Es más fácil diagnosticar el problema que solucionarlo. Pero, por más tentativo y limitado que pueda ser, hay al menos algunas cosas que otras economías avanzadas grandes pueden hacer. Una es mantener lo más posible las estructuras de diálogo y diseño de políticas. El G7 probable no logre casi nada esta semana excepto atacar verbalmente a Trump, tal como hicieron sus ministros de finanzas el último fin de semana al referirse a sus aranceles al comercio. Pero al menos puede demostrar que el sistema no está completamente desintegrado.
La otra opción, necesariamente afuera del G7 como foro, es tratar de coordinar la respuesta a las agresivas tácticas comerciales de Trump y construir una cooperación que supere a Estados Unidos. Japón, que ha siempre asumido un rol relativamente pasivo en la diplomacia comercial internacional, inesperadamente tomó la iniciativa de revivir el Acuerdo Transpacífico de Cooperación Económica (TPP) después de que Trump retiró a Estados Unidos.
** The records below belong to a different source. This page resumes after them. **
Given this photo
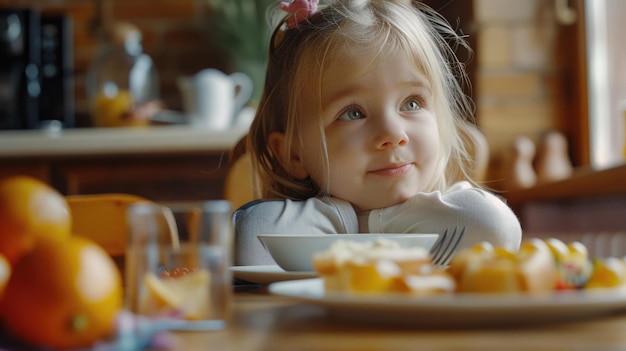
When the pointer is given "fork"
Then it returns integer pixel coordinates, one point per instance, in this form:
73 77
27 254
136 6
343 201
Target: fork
446 246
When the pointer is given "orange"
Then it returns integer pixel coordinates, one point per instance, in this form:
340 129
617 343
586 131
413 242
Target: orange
62 294
5 273
29 209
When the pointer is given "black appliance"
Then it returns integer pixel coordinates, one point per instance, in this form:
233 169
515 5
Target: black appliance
36 65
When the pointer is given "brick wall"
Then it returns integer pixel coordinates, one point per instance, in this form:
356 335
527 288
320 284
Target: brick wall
516 75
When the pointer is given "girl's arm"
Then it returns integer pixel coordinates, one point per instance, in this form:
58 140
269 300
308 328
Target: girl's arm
485 216
312 216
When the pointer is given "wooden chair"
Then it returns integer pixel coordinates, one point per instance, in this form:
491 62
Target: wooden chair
239 183
102 219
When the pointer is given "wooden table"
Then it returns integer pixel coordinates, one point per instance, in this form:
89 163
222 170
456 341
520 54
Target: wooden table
271 323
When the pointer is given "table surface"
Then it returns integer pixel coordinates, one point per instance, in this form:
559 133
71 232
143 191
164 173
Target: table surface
266 322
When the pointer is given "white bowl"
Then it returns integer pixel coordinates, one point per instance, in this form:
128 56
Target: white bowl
294 253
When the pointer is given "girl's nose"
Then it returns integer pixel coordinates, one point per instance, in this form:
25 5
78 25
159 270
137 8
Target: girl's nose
391 133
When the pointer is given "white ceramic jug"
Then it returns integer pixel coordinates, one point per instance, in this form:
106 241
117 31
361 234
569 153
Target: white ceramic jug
212 98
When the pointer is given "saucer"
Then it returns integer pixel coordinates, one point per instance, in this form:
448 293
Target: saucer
267 274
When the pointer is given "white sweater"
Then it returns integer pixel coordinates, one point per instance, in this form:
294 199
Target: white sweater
485 217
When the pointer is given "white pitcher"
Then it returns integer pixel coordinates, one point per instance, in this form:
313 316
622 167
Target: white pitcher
212 98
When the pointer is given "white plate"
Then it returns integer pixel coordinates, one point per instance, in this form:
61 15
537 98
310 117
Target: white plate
294 253
267 274
468 310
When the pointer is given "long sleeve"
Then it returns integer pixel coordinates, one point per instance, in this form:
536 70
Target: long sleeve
485 216
312 216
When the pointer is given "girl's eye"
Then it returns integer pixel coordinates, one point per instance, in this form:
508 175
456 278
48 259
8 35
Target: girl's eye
351 115
412 105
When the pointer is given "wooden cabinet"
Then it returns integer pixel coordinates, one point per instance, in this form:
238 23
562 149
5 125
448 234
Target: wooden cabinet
157 176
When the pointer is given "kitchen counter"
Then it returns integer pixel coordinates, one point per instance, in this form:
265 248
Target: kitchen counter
130 140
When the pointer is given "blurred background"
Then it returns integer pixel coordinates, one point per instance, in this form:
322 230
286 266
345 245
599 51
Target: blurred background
539 67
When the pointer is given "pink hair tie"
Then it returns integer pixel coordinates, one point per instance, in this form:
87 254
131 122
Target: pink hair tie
299 10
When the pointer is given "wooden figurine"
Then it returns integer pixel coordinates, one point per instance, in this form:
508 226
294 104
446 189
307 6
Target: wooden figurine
553 163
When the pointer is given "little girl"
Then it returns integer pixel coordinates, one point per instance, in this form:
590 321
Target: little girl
362 128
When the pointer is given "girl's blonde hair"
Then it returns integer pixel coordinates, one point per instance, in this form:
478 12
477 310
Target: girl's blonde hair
299 56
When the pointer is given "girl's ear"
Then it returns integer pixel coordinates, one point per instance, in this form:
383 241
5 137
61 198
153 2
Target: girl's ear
294 165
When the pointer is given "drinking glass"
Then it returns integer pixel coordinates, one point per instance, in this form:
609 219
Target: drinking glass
177 263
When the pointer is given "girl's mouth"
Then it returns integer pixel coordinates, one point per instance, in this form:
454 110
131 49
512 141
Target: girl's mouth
393 170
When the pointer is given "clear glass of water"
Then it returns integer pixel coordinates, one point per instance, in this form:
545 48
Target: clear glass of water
177 263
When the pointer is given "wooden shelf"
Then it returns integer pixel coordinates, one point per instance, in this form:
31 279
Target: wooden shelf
584 183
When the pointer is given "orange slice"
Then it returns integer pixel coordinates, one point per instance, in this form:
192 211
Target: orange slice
188 294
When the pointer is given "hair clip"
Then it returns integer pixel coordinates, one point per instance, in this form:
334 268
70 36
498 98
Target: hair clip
299 10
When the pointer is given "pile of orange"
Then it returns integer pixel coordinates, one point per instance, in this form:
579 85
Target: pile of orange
56 290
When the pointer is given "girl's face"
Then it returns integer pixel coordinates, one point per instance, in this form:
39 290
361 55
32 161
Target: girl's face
380 126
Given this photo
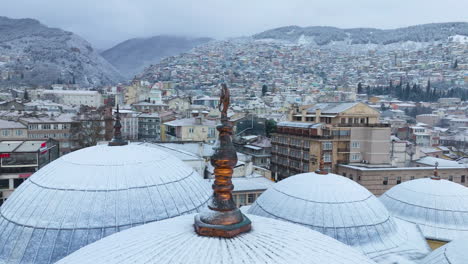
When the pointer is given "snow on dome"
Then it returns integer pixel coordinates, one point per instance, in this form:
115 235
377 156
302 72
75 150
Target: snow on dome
175 241
342 209
92 193
455 252
438 207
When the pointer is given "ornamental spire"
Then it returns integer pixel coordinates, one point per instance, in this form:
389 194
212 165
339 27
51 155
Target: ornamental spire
321 169
117 139
436 172
223 218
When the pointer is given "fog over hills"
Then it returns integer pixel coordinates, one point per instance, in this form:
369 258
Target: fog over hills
34 54
132 56
322 35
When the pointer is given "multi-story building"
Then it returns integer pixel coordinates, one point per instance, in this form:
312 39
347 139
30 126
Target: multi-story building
338 133
56 127
149 127
12 130
73 97
20 159
129 120
191 129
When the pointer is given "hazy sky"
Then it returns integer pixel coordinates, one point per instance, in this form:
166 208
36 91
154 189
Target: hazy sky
107 22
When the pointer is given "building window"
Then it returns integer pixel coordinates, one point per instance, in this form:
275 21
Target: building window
5 184
356 156
250 198
17 182
327 145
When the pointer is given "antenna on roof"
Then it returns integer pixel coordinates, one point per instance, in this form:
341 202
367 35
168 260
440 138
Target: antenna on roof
117 139
436 172
223 218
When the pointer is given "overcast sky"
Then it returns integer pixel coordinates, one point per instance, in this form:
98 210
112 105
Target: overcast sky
107 22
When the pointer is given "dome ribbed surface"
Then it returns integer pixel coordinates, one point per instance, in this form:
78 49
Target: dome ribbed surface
438 207
342 209
175 241
455 252
92 193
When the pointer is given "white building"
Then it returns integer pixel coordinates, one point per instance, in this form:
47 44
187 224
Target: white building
75 97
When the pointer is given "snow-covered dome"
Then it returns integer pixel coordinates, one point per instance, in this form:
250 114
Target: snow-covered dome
175 241
455 252
92 193
438 207
341 208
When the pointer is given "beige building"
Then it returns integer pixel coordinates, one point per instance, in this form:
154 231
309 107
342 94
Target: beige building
74 97
190 129
348 133
379 180
12 130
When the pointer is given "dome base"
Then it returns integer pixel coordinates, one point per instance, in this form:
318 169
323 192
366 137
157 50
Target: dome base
226 231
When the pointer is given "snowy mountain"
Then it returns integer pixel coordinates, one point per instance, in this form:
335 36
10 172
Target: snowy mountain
34 54
326 35
133 55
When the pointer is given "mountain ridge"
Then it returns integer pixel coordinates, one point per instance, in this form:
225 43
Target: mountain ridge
323 35
37 55
132 56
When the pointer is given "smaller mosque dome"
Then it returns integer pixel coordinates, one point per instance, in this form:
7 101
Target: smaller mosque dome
438 207
92 193
175 241
341 208
455 252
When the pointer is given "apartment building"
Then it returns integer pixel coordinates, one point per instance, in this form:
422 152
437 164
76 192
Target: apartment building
73 97
338 133
51 126
20 159
191 129
12 130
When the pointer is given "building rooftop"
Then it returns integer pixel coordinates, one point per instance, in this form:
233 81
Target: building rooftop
92 193
175 241
341 208
438 207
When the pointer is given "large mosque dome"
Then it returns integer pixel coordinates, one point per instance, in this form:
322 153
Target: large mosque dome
175 241
92 193
342 209
455 252
438 207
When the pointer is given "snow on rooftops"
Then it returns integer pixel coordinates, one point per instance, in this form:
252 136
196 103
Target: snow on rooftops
191 122
431 161
175 241
455 252
4 124
300 124
91 193
438 207
331 108
343 209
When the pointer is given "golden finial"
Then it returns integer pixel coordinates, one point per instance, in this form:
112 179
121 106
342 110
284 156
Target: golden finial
321 169
117 139
223 218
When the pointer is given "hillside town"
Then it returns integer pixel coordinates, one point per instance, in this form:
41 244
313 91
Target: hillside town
365 118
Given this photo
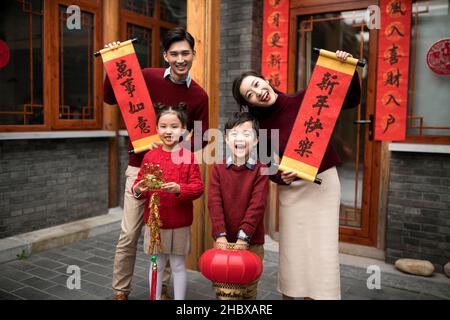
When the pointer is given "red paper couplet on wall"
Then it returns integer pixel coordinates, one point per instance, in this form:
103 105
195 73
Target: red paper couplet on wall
317 117
393 70
132 95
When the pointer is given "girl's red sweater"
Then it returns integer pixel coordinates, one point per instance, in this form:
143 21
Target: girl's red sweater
176 210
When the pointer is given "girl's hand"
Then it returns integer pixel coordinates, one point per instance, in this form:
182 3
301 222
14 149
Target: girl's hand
140 187
113 45
342 55
171 187
288 176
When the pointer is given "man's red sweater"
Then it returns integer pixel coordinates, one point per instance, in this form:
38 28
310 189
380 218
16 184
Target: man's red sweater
237 200
176 210
163 90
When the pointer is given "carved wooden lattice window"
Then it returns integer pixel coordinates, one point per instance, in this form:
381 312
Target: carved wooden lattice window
51 80
76 85
21 76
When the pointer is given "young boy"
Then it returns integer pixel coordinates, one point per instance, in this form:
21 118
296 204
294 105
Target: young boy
238 191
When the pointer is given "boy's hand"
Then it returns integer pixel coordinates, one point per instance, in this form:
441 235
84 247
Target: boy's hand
113 45
140 187
243 243
288 176
171 187
222 240
342 55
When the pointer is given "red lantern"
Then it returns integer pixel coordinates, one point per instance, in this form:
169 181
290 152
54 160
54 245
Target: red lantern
229 270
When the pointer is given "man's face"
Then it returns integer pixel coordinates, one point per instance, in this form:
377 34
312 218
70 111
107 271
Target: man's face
241 140
179 56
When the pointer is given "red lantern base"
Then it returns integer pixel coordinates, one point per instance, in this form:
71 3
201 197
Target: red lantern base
227 291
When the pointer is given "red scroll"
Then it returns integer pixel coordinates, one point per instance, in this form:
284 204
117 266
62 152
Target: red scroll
393 70
275 43
132 95
317 116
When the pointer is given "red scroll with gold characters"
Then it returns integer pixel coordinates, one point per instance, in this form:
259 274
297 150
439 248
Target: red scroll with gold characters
132 95
393 70
275 43
317 116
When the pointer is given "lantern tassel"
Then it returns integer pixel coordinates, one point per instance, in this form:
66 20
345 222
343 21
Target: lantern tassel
154 278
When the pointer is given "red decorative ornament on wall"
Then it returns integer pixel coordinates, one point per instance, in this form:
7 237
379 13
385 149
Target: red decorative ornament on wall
4 54
438 57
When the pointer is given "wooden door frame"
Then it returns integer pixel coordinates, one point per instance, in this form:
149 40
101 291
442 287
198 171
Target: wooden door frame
367 235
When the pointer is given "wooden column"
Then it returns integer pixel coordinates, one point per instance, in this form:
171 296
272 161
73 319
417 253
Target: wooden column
111 28
203 22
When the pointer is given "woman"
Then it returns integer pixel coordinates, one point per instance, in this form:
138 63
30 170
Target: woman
309 213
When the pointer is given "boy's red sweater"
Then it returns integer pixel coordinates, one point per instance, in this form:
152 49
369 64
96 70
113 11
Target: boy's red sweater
237 200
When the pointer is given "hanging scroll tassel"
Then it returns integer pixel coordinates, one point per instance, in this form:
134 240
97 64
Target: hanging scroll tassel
154 278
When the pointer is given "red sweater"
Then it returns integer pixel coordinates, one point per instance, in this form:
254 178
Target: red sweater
237 200
176 210
282 114
163 90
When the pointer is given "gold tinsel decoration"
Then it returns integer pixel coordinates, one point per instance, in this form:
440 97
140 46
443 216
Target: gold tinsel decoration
153 179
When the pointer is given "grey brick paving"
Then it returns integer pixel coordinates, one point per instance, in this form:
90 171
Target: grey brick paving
44 276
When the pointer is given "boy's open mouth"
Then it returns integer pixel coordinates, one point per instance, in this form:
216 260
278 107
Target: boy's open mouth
239 146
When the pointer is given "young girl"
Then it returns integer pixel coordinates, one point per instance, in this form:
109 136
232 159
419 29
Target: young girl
183 184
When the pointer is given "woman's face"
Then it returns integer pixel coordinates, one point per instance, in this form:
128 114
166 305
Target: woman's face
257 92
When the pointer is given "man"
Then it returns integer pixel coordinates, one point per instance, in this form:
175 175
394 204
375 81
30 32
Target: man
168 86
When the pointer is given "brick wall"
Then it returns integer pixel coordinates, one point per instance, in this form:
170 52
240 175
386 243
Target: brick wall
418 222
241 33
49 182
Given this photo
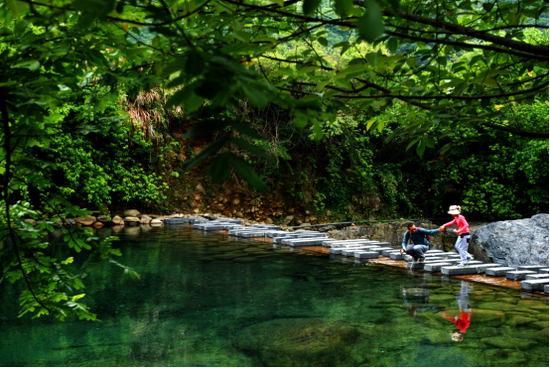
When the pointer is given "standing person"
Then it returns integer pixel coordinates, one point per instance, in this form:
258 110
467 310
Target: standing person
420 239
463 233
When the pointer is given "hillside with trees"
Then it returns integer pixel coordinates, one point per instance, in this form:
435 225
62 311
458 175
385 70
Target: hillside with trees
330 110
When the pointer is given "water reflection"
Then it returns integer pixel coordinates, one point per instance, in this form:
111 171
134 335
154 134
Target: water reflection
417 298
462 320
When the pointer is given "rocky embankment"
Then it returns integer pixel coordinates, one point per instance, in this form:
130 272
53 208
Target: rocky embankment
512 243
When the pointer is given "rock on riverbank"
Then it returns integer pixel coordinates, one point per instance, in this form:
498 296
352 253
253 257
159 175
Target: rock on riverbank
513 243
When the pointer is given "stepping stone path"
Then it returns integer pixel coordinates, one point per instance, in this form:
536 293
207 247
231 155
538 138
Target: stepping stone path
498 271
533 278
518 275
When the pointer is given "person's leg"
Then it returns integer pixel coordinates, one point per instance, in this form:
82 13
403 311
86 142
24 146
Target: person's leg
411 252
469 256
460 242
419 250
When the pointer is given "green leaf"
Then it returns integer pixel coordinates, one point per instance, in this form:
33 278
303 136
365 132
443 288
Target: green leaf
246 171
370 25
430 142
16 7
412 144
317 129
250 148
195 64
300 120
247 130
420 147
309 6
219 169
323 41
256 97
206 152
343 7
202 128
392 45
32 65
369 123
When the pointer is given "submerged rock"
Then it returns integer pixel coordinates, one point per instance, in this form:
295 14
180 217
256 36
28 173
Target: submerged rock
132 213
245 259
85 221
513 243
298 342
508 342
145 219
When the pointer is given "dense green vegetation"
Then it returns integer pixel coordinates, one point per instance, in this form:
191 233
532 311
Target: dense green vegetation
363 107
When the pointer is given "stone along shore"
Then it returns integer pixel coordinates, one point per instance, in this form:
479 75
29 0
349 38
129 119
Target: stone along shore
533 278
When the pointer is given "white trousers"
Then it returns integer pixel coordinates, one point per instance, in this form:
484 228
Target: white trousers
461 246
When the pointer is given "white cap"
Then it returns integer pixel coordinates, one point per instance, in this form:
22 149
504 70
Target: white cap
454 210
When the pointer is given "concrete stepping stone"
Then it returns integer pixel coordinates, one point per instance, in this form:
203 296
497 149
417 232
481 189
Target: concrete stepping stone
518 275
337 250
388 251
250 234
536 276
531 268
174 221
272 234
498 271
435 260
351 252
228 221
333 242
416 265
367 255
455 270
377 250
297 242
483 266
320 235
436 267
534 285
397 256
208 227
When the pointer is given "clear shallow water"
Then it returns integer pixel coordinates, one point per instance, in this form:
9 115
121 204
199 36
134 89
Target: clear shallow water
206 300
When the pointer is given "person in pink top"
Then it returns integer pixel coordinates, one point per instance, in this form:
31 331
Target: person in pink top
463 233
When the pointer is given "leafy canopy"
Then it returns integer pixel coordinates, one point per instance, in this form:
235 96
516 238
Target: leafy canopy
454 62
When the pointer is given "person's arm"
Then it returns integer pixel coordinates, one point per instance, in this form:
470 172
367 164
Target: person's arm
449 223
462 225
430 232
442 227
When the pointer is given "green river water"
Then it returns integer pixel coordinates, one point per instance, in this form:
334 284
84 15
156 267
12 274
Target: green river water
209 300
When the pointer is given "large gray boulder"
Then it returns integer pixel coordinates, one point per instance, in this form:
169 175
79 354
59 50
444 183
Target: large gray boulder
513 243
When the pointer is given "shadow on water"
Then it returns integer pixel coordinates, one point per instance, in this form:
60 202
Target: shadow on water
206 300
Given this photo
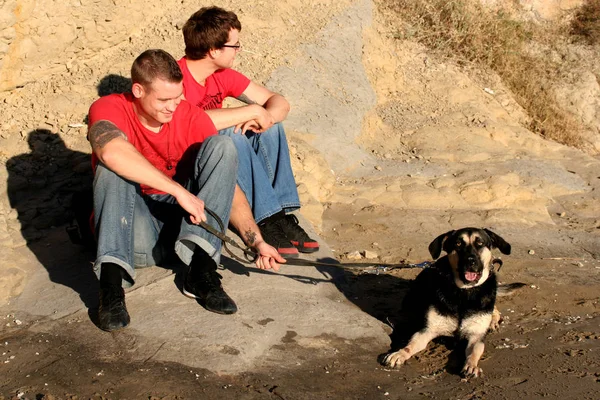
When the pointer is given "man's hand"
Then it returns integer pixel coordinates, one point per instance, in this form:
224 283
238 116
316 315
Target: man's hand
268 257
263 118
192 205
251 125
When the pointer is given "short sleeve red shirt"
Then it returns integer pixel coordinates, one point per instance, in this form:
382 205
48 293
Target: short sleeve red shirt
171 149
218 86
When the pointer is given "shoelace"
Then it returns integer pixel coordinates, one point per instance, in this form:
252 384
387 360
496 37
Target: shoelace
115 298
290 223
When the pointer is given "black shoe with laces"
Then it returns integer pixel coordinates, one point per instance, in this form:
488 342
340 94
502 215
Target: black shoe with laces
112 313
297 236
271 231
203 282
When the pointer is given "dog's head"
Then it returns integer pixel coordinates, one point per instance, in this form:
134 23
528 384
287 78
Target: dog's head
469 253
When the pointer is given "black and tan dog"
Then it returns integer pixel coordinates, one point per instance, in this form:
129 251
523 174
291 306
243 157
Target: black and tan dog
455 296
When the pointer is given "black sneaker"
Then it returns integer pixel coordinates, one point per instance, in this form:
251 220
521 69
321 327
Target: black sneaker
204 284
297 236
112 313
273 235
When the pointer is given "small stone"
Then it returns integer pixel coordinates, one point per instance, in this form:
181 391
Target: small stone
354 255
369 254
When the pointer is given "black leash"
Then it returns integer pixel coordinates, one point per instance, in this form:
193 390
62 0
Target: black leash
251 254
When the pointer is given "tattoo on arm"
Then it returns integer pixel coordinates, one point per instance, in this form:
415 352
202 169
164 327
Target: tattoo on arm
246 99
250 237
103 132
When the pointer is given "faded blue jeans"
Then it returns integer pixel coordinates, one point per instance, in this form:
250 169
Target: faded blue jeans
265 171
136 230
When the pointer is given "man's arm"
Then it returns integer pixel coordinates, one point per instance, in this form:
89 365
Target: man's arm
274 103
243 221
226 117
113 150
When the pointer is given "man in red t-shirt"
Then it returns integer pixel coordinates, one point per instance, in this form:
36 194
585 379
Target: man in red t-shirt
265 173
158 161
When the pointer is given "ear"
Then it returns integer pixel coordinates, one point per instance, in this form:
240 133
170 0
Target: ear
137 89
435 247
498 242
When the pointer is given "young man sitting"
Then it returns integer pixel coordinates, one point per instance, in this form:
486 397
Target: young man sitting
265 174
158 161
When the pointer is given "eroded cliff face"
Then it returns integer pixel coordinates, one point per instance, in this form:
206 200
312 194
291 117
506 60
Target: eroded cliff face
43 37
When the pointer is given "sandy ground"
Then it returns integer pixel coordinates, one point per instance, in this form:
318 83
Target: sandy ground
391 147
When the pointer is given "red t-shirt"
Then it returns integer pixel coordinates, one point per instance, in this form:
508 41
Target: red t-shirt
165 149
218 86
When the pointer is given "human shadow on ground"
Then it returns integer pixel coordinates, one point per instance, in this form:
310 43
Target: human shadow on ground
41 184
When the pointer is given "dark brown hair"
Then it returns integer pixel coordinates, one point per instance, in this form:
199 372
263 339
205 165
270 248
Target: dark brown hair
208 28
155 64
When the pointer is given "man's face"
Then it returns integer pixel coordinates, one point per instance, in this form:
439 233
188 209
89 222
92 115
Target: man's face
227 54
158 101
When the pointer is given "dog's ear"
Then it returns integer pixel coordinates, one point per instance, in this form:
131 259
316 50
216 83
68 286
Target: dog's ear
435 247
498 242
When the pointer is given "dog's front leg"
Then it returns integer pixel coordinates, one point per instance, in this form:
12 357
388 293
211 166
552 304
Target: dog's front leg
474 353
474 329
496 318
418 342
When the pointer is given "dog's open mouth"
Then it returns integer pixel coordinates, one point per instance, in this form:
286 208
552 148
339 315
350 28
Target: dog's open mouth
472 276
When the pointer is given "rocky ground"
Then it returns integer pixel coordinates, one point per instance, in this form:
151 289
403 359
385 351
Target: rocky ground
391 147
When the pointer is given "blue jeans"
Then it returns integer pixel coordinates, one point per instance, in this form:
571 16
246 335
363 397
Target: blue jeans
265 171
136 230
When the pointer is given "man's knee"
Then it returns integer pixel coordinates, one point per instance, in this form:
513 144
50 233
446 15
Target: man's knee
221 146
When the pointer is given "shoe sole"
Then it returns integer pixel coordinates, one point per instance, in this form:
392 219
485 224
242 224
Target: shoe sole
189 294
193 296
306 249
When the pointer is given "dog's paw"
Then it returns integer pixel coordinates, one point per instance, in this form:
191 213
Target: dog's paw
471 371
396 358
495 324
496 320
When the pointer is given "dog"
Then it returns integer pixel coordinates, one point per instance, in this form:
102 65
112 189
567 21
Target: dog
455 296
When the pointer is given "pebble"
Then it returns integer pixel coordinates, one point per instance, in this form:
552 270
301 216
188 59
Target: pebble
369 254
354 255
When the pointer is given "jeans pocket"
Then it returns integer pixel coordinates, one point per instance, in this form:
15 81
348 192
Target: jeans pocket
140 260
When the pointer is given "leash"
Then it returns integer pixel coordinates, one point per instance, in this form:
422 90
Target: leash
251 255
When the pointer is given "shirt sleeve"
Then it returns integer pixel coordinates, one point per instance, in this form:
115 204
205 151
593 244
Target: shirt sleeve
235 82
201 126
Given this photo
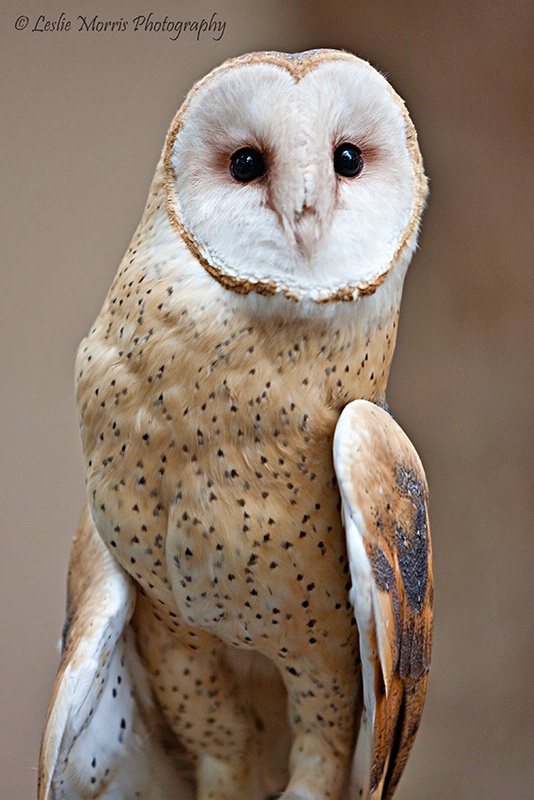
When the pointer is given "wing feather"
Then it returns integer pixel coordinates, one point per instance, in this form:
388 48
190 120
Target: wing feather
97 740
384 505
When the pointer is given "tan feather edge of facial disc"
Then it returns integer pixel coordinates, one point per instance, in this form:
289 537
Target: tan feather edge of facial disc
297 65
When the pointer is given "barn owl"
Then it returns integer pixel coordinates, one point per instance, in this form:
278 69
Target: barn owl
250 587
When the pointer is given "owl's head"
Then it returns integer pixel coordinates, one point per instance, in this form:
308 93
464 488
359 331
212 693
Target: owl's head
297 175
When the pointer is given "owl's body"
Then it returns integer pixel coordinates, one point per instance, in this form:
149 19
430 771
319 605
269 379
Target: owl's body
210 390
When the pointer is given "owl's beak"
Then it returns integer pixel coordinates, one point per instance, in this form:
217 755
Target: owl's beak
307 231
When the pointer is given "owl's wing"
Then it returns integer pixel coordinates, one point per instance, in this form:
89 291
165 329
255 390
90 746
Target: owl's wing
99 739
384 505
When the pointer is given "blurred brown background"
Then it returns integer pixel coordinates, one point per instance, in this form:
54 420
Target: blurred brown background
84 116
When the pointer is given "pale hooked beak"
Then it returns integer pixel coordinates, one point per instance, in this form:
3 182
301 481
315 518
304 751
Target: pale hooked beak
307 230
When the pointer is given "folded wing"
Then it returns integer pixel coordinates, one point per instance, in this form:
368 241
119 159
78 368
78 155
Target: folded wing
384 506
100 739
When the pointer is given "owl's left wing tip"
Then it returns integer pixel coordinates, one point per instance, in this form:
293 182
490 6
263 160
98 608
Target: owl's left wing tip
384 500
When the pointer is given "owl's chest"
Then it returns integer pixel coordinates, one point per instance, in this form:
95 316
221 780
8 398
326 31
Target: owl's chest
219 494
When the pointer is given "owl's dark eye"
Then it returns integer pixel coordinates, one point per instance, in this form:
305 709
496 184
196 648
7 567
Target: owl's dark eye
348 160
247 164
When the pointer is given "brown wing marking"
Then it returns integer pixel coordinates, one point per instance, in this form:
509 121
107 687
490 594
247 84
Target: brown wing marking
384 494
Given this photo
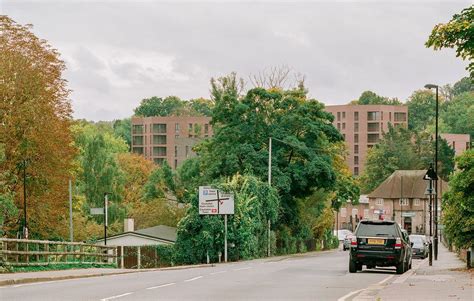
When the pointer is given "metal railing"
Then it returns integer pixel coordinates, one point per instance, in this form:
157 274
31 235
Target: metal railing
23 252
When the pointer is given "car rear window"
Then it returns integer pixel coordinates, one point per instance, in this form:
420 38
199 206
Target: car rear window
388 230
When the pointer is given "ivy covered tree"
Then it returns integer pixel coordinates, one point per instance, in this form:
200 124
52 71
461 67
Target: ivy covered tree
458 205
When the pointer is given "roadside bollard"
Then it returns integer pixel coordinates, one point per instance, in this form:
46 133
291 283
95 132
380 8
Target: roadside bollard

También servirá de ayuda que haya tácticas comunes, incluso si se aplicaran en diferentes lugares de combate. México y Canadá se pusieron firmes y resisten al acoso norteamericano durante el intento de renegociación del Nafta. La Unión Europea, pese a sus titubeos, al menos decidió seguir adelante con la idea de, en represalia, fijar aranceles a Estados Unidos en vez de intentar apaciguar a Trump.
Incluso China, si bien rara vez se puede confiar en que participará en iniciativas multilaterales, informó claramente a la Casa Blanca que las ofertas que había hecho Beijing para abrir su economía serán retiradas si EE.UU. sigue adelante con su amenaza de fijar aranceles.
Nada de esto representa un reemplazo del G7 de décadas atrás, o del G20 de los últimos años. Pero hoy las grandes economías del mundo pueden hacer más que sucumbir al consejo de perder las esperanzas. La presidencia de Trump no durará por siempre, y ellas deben posicionarse para estar bien paradas para cuando termine la era del nacionalismo económico agresivo.